Apply (admin-gated — run in order)

vault login -method=oidc
~/code/scripts/presence claim node:k8s-node1 --purpose "chatterbox-tts first apply (GPU)"
~/code/scripts/presence claim stack:tts      --purpose "chatterbox-tts stack apply"

# 1. The polite-tenant hardening (exclude tts from gpu-workload priority).
~/code/scripts/tg plan  --stack kyverno
~/code/scripts/tg apply --stack kyverno

# 2. This stack.
~/code/scripts/tg plan  --stack tts
~/code/scripts/tg apply --stack tts        # apply does NOT wake the GPU (replicas=0)

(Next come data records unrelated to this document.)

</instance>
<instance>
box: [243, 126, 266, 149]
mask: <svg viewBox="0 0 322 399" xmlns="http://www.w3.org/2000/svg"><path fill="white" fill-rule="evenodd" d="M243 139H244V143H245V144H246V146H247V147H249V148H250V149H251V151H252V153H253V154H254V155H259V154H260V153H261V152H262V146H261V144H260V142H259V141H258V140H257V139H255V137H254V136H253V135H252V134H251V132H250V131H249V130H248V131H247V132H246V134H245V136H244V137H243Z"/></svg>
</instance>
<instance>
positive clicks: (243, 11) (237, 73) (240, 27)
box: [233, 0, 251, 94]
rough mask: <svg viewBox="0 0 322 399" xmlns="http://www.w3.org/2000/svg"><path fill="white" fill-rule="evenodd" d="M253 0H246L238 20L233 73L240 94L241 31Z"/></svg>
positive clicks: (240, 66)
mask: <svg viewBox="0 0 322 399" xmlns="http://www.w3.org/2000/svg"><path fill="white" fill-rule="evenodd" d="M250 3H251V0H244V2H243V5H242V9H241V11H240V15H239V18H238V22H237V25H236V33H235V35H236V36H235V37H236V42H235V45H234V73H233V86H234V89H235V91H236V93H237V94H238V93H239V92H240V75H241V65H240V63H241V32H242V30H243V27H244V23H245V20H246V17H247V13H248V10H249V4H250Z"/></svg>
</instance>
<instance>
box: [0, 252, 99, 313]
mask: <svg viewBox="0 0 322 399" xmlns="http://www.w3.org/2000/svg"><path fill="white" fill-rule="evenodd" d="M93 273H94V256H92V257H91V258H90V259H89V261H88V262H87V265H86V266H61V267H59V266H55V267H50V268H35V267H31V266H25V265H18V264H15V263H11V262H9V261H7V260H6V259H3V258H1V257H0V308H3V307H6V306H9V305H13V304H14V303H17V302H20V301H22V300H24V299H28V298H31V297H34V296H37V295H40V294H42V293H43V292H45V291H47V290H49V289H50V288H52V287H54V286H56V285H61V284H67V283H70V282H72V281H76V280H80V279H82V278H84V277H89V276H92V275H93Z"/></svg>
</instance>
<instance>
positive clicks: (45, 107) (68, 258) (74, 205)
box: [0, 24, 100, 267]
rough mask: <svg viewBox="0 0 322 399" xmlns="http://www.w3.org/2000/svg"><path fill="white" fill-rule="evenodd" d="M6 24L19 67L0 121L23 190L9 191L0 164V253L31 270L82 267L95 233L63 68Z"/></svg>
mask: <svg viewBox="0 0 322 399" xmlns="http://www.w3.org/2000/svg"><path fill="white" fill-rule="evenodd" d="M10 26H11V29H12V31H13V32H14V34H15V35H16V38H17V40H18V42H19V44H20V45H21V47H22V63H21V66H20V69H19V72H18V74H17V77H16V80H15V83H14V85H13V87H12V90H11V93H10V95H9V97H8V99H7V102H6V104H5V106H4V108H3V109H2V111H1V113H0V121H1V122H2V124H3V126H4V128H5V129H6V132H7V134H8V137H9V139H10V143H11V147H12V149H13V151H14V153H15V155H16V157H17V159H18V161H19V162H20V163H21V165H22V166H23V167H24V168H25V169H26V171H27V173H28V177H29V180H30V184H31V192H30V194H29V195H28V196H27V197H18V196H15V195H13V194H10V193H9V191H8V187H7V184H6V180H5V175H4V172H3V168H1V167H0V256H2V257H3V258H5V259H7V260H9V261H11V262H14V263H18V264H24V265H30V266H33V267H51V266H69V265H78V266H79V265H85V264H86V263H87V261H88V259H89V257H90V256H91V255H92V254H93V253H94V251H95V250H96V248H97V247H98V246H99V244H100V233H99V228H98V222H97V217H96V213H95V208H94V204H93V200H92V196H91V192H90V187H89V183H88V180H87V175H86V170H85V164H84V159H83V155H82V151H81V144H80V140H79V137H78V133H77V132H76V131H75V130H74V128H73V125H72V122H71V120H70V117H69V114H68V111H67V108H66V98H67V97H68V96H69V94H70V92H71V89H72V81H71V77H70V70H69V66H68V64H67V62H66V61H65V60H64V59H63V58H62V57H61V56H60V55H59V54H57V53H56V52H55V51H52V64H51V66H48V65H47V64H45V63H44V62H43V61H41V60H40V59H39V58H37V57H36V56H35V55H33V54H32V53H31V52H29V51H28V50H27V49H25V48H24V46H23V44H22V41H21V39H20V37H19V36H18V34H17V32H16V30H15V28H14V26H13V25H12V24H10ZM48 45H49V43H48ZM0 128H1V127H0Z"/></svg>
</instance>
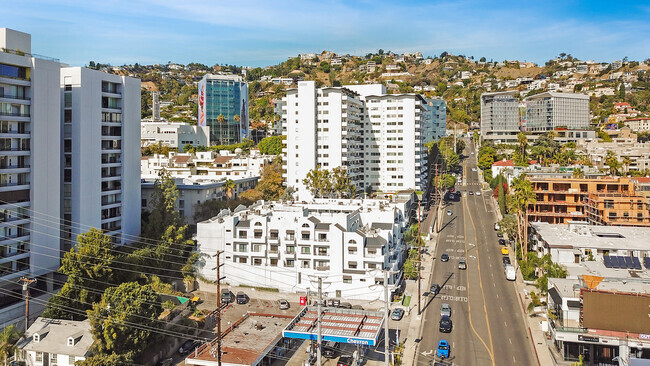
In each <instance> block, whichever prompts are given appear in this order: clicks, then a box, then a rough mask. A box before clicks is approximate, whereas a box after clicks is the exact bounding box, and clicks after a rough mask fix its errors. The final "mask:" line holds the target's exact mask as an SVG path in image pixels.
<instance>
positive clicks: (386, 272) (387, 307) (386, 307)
mask: <svg viewBox="0 0 650 366" xmlns="http://www.w3.org/2000/svg"><path fill="white" fill-rule="evenodd" d="M418 298H419V296H418ZM384 304H385V305H384V310H385V311H384V313H385V314H384V315H385V316H386V323H385V330H384V332H385V333H386V335H385V336H384V365H386V366H389V365H390V361H389V356H390V336H389V334H390V333H389V329H390V328H389V327H388V319H390V315H389V313H388V312H389V310H390V309H389V308H388V270H386V269H385V270H384Z"/></svg>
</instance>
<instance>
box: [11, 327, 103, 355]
mask: <svg viewBox="0 0 650 366" xmlns="http://www.w3.org/2000/svg"><path fill="white" fill-rule="evenodd" d="M94 342H95V341H94V340H93V335H92V333H91V331H90V321H88V320H84V321H74V320H59V319H48V318H38V319H36V321H35V322H34V324H32V325H31V326H30V327H29V329H28V330H27V333H26V334H25V335H24V337H23V338H21V340H20V341H18V343H17V344H16V347H17V348H18V352H17V355H18V360H20V361H23V362H26V363H27V365H59V366H74V364H75V362H78V361H83V360H85V359H86V358H88V357H90V356H91V352H90V347H91V346H92V345H93V343H94Z"/></svg>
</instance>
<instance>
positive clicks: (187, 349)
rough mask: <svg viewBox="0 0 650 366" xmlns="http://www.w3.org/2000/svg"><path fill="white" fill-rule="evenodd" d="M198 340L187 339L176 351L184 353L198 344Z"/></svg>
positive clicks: (179, 352) (198, 343) (198, 341)
mask: <svg viewBox="0 0 650 366" xmlns="http://www.w3.org/2000/svg"><path fill="white" fill-rule="evenodd" d="M199 344H200V343H199V341H193V340H188V341H185V343H183V344H182V345H181V346H180V347H179V348H178V353H180V354H181V355H186V354H188V353H190V352H192V351H193V350H194V348H196V347H198V346H199Z"/></svg>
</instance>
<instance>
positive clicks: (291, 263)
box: [197, 200, 408, 300]
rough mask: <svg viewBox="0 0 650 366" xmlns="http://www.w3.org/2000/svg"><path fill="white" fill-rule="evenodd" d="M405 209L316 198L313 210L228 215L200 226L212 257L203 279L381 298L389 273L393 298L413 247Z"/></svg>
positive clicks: (300, 292) (326, 295)
mask: <svg viewBox="0 0 650 366" xmlns="http://www.w3.org/2000/svg"><path fill="white" fill-rule="evenodd" d="M407 207H408V205H407V204H405V203H402V204H392V203H389V202H388V201H385V200H315V202H313V203H311V204H282V203H279V202H270V203H264V204H257V205H253V206H251V207H249V208H248V209H246V208H243V207H242V208H239V209H237V210H235V212H234V213H232V212H230V211H224V212H222V213H220V214H219V215H218V216H216V217H214V218H212V219H210V220H208V221H204V222H200V223H198V224H197V241H198V250H199V251H200V253H202V254H206V256H205V257H206V262H205V265H204V266H203V267H202V268H201V274H202V275H203V276H204V277H205V278H207V279H208V280H216V271H215V270H214V268H215V267H216V258H215V257H214V254H216V253H217V251H223V252H224V253H223V254H222V256H221V263H223V264H224V266H223V267H222V269H221V275H222V276H225V277H226V281H227V282H228V283H229V284H231V285H249V286H262V287H272V288H277V289H279V290H280V291H283V292H290V293H304V292H307V291H308V290H310V291H316V290H317V281H315V279H316V278H317V277H318V276H321V277H323V278H324V282H326V283H328V285H327V288H326V289H325V291H326V292H327V295H326V296H331V297H338V298H345V299H366V300H378V299H383V291H384V289H383V286H376V285H378V284H383V272H382V270H390V271H394V272H391V273H390V275H389V277H388V278H389V279H388V285H389V289H390V291H391V292H395V291H400V288H401V286H402V284H403V279H402V265H403V263H404V261H405V260H406V255H407V246H406V243H405V241H404V239H403V237H402V231H403V229H404V228H406V226H407V225H408V220H407V219H406V218H405V213H404V211H405V210H406V208H407Z"/></svg>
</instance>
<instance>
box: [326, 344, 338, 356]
mask: <svg viewBox="0 0 650 366" xmlns="http://www.w3.org/2000/svg"><path fill="white" fill-rule="evenodd" d="M337 353H338V343H336V342H332V341H327V342H325V343H323V357H325V358H330V359H331V358H336V354H337Z"/></svg>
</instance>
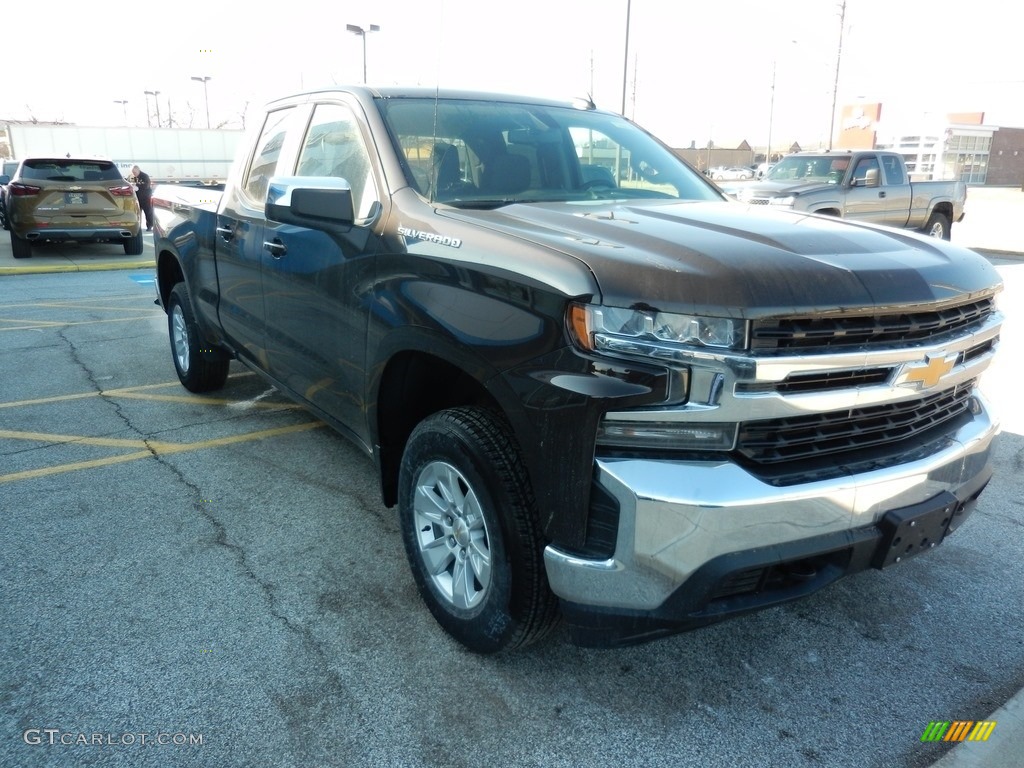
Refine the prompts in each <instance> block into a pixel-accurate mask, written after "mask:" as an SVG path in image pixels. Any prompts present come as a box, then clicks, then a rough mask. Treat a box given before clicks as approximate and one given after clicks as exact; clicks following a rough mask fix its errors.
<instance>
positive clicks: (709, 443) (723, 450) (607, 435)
mask: <svg viewBox="0 0 1024 768" xmlns="http://www.w3.org/2000/svg"><path fill="white" fill-rule="evenodd" d="M735 437H736V425H735V424H719V423H708V424H681V423H679V422H664V421H620V420H618V419H604V420H603V421H602V422H601V425H600V426H599V427H598V430H597V443H598V444H599V445H606V446H614V447H643V449H662V450H667V451H731V450H732V446H733V444H734V442H735Z"/></svg>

# 3. Flip tripit narration on.
~/code/scripts/tg plan  --stack tripit
~/code/scripts/tg apply --stack tripit

See docs/plans/2026-06-08-chatterbox-tts-infra.md §5 for the full go-live checklist (seed voices on NFS-SSD, smoke-test a synth, watch the neighbours).

Rollback (instant, no data loss)

  • Narration off: set TTS_MODE=none (or drop the three TTS_* lines) in stacks/tripit/main.tftg apply --stack tripit. The bake makes no audio; playback falls back to browser TTS. Cached story_audio rows are harmless.
  • Chatterbox off the GPU: kubectl -n tts scale deploy/chatterbox-tts --replicas=0 (transient) and/or tg destroy --stack tts. Best-effort synth means tripit bakes keep running audio-less — no error.
  • Neither touches the resident GPU tenants (Option A never modifies them).